[LintCode 32] Minimum Window Substring(Python)

题目描述

Given a string source and a string target, find the minimum window in source which will contain all the characters in target.

Notice
If there is no such window in source that covers all characters in target, return the emtpy string “”.

思路

用一字典存储target字符串，另一字典动态更新source字符串。
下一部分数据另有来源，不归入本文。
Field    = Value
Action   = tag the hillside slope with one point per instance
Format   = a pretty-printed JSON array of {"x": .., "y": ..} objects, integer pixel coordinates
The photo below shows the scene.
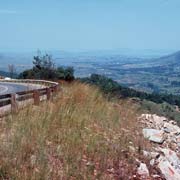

遍历target，以遍历到的每个元素做左边界，尝试找到满足条件的右边界，如果找到就更新结果。

代码

class Solution:
    """
    @param: source : A string
    @param: target: A string
    @return: A string denote the minimum window, return "" if there is no such a string
    """
    def minWindow(self, source , target):
        # write your code here
        if not source or not target or len(source) < len(target) or len(source) * len(target) == 0:
            return ""
        dt, ds = dict.fromkeys(target, 0), {}
        for c in target: dt[c] += 1
        res = ""
        max_length = 2 ** 31
        right = 0
        for i, c in enumerate(source):
            while (not self.valid(dt, ds)) and right < len(source):
                ds[source[right]] = ds.get(source[right], 0) + 1
                right += 1
            if self.valid(dt, ds) and max_length > right - i:
                max_length = right - i
                res = source[i : right]
            ds[c] -= 1
        return res

    def valid(self, dt, ds):
        for k in dt:
            if k not in ds or ds[k] < dt[k]:
                return False
        return True

复杂度分析

时间复杂度$O(n)$，空间复杂度$O(1)$。